Para o presidente do Sindicato Nacional dos Editores de Livros (Snel) e editor da Sextante, Marcos da Veiga Pereira, o aumento no preço vai levar a uma redução na compra dos livros, com consequências trágicas para o mercado. “Não conseguimos uma margem menor do que a de hoje, vamos ter que subir o preço. É inevitável uma diminuição do consumo, e isso, num contexto de recessão e desemprego como o atual, vai ser desastroso”, afirma.

Preço

Outra preocupação é que o aumento de 20% no valor médio reforce a percepção de que o livro é caro – o que, editores garantem, não é verdade. “Desde que conquistamos a isenção de Cofins e PIS, entre 2006 e 2019, o livro teve uma redução média de 35% no seu preço e vem sendo corrigido apenas pela inflação”, afirma Marcos da Veiga Pereira. Ele cita como exemplo um dos sucessos da Sextante, “O Código da Vinci”, de Dan Brown. “Em 2004, quando lançamos, o preço era R$ 39,90. Se trouxer só pela inflação, até 2020, esse valor chegaria próximo a R$ 100, mas ele é vendido com preço de capa de R$ 54,90. Esse foi o quão mais acessível o livro ficou desde então”, defende.

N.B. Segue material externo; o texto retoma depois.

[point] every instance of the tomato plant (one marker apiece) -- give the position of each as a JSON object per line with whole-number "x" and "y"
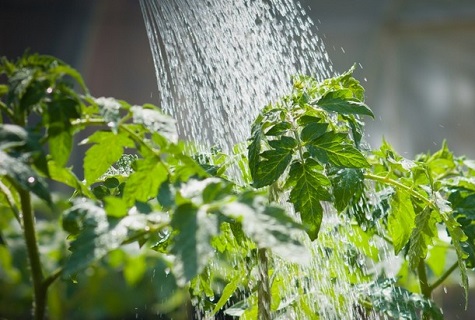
{"x": 146, "y": 202}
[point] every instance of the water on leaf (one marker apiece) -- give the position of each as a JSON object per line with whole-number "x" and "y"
{"x": 217, "y": 63}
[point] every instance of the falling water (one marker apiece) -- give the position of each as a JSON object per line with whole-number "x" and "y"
{"x": 217, "y": 63}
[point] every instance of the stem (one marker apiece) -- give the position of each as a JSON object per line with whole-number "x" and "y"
{"x": 11, "y": 201}
{"x": 424, "y": 284}
{"x": 398, "y": 184}
{"x": 4, "y": 108}
{"x": 39, "y": 304}
{"x": 263, "y": 291}
{"x": 446, "y": 274}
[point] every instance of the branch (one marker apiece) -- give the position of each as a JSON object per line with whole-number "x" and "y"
{"x": 446, "y": 274}
{"x": 39, "y": 306}
{"x": 398, "y": 184}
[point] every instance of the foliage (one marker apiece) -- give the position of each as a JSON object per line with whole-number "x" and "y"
{"x": 147, "y": 206}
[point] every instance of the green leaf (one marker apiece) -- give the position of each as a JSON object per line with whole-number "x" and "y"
{"x": 155, "y": 121}
{"x": 96, "y": 235}
{"x": 115, "y": 207}
{"x": 275, "y": 161}
{"x": 458, "y": 239}
{"x": 254, "y": 149}
{"x": 109, "y": 108}
{"x": 279, "y": 129}
{"x": 396, "y": 302}
{"x": 268, "y": 226}
{"x": 23, "y": 145}
{"x": 309, "y": 188}
{"x": 134, "y": 269}
{"x": 313, "y": 130}
{"x": 108, "y": 149}
{"x": 401, "y": 219}
{"x": 67, "y": 176}
{"x": 347, "y": 184}
{"x": 334, "y": 148}
{"x": 60, "y": 147}
{"x": 228, "y": 291}
{"x": 423, "y": 234}
{"x": 192, "y": 244}
{"x": 338, "y": 101}
{"x": 144, "y": 183}
{"x": 24, "y": 175}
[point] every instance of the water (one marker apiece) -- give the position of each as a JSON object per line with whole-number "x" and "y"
{"x": 218, "y": 62}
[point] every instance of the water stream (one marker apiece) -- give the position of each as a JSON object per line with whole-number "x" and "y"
{"x": 217, "y": 63}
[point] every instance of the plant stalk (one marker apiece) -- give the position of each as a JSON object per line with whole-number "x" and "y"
{"x": 446, "y": 274}
{"x": 426, "y": 290}
{"x": 39, "y": 303}
{"x": 263, "y": 291}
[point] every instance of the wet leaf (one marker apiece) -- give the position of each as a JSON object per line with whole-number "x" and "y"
{"x": 334, "y": 148}
{"x": 401, "y": 219}
{"x": 192, "y": 244}
{"x": 108, "y": 149}
{"x": 347, "y": 184}
{"x": 338, "y": 101}
{"x": 309, "y": 188}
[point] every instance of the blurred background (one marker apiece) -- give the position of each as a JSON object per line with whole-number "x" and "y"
{"x": 416, "y": 62}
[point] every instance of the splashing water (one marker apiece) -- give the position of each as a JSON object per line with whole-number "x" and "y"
{"x": 217, "y": 63}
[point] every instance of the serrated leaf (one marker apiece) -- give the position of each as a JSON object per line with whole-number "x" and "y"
{"x": 347, "y": 184}
{"x": 422, "y": 236}
{"x": 334, "y": 148}
{"x": 115, "y": 207}
{"x": 396, "y": 302}
{"x": 96, "y": 235}
{"x": 155, "y": 121}
{"x": 228, "y": 291}
{"x": 275, "y": 162}
{"x": 458, "y": 239}
{"x": 108, "y": 149}
{"x": 134, "y": 269}
{"x": 67, "y": 176}
{"x": 254, "y": 149}
{"x": 60, "y": 147}
{"x": 337, "y": 101}
{"x": 278, "y": 129}
{"x": 25, "y": 176}
{"x": 192, "y": 244}
{"x": 144, "y": 183}
{"x": 309, "y": 188}
{"x": 268, "y": 226}
{"x": 109, "y": 109}
{"x": 401, "y": 219}
{"x": 312, "y": 131}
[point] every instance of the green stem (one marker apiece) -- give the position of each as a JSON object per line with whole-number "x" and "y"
{"x": 424, "y": 284}
{"x": 446, "y": 274}
{"x": 263, "y": 291}
{"x": 4, "y": 108}
{"x": 11, "y": 202}
{"x": 398, "y": 184}
{"x": 39, "y": 304}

A avaliação é a mesma do proprietário da editora Miguilim e da Livraria da Rua, na Savassi, Alexandre Machado. “Falar que o livro é caro é desprezar o livro. No segmento infantojuvenil, no qual a Miguilim atua, existe muito zelo para sair tudo perfeito, com detalhes como ilustração, design e qualidade do papel. O preço não é caro, mas qualquer tributo dificulta bastante”, pondera.

Articulação

Como o PL 3.887/2020 já está na Câmara dos Deputados, o setor agora conta com a mobilização de parlamentares para evitar que a proposta seja aprovada. A expectativa, por enquanto, é positiva. “Nossa argumentação está forte. Não paramos de conversar com deputados e senadores, e a maioria é simpática à nossa causa”, afirma Vitor Tavares.

“Em termos de dinheiro, é muito pouco para o governo”, avalia Alencar Perdigão, da livraria Quixote, também na Savassi. Ele ressalta que boa parte das ações contra a medida está sendo feita por leitores. “O público está muito mobilizado. Essas pessoas que gostam dos livros, das livrarias, estão se mexendo, e as manifestações estão muito bacanas. Não deve ser aprovado não”, conclui, otimista.

Guedes propõe que governo decida leitura dos mais pobres

Durante audiência no Congresso Nacional no início de agosto, o ministro da Economia, Paulo Guedes, sugeriu que a distribuição gratuita de livros pode ser uma alternativa para o aumento dos preços que fatalmente acontecerá. “Vamos dar o livro de graça para o mais frágil, para o mais pobre, e não isentar quem pode muito bem pagar um livro”, afirmou Guedes, na ocasião.

A sugestão, porém, é rejeitada pelo setor, que teme a restrição nas escolhas das obras. “Quais são os livros que serão doados, quem vai fazer essa curadoria? É muito diferente do livro didático, que hoje tem que cumprir parâmetros do Ministério da Educação (MEC)”. O ideal é que cada um possa escolher o que quiser ler”, critica Vitor Tavares, presidente da Câmara Brasileira do Livro (CBL).

Por meio de nota, o Ministério da Economia afirmou que a nova CBS tem como pressuposto a não concessão de benefícios. “Nesse sentido, foram eliminadas as hipóteses de alíquota zero (eram mais de cem) antes previstas para a contribuição para o PIS/Pasep e a Cofins. Assim, foi também eliminada a alíquota zero que se aplicava nas operações com livros”, explicou a pasta.

Questionamentos

Apesar de questionado, o Ministério da Economia evitou se posicionar sobre as manifestações de leitores e entidades livreiras, que apontam os prejuízos que serão causados pela cobrança do tributo para a cultura e a educação do país.